Velindre looked up at the vivid evening sky. 'The dragon's still a good way away.'

'Both of them?' Risala's vigilance ahead wavered for a moment.

'I'd feel the black dragon coming anywhere close,' Naldeth reassured her. 'Fire and earth are sympathetic elements and given that creature's power—'

'We can discuss all this when we're safely back at the Zaise? Kheda narrowed his eyes as he thought he saw some movement among the motionless forest of upthrust stems.

Was that some brush stirred by a breeze or some animal or just my eyes deceiving me?

He swapped his own hacking blade to his off hand and drew his sword. 'We move as quietly as we can. Sound will carry further than we can see once it gets dark.' He picked up the pace, Risala at his side.

'How are we going to cross that river in the dark?' she asked in a low tone.

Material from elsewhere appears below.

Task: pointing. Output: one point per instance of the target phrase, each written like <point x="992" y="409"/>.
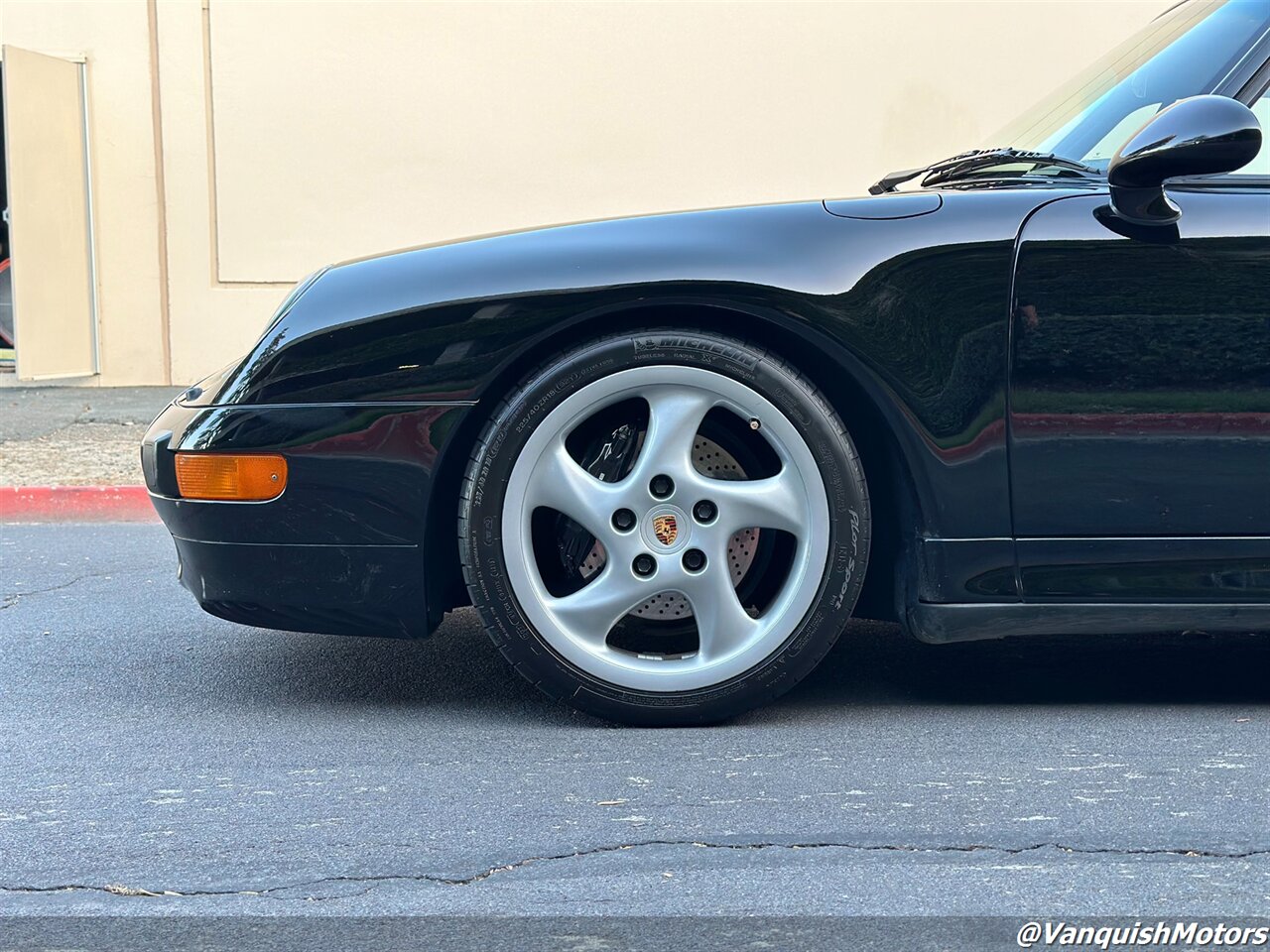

'Without using magic?' He glanced at her and shrugged. 'I don't know. I don't even know if we'll get that far. It might be better to find some shelter on this side and cross at first light.'

'That skull-faced mage lives on this side of the river,' she reminded him.

He grimaced. 'And the black dragon lives on the far side, between us and the Zaise?

'I take it we're not stopping for food?' Velindre was rummaging in the leather sack she was carrying. She handed Kheda a scrap of salted duck meat wrapped in stale sailer bread.

He chewed it, finding his mouth too dry for comfort. 'We'll certainly have to look for water before long.'

'Will you look for omens at first light?' Risala asked with unexpected insistence. 'Please—'

'Kheda,' Naldeth warned from the rear, 'there's definitely something following us.'

'Quiet.' Velindre hushed him. 'Listen.'

A night breeze was rolling down from the hills inland. Faint yet unmistakable, Kheda heard heart-rending sobbing. 'Where is that coming from?' he breathed.

Velindre raised a hand, magelight no brighter than starshine flickering between her outspread fingers. 'Over

there.' She pointed inland, not far off the line Kheda was estimating would take them back to the river.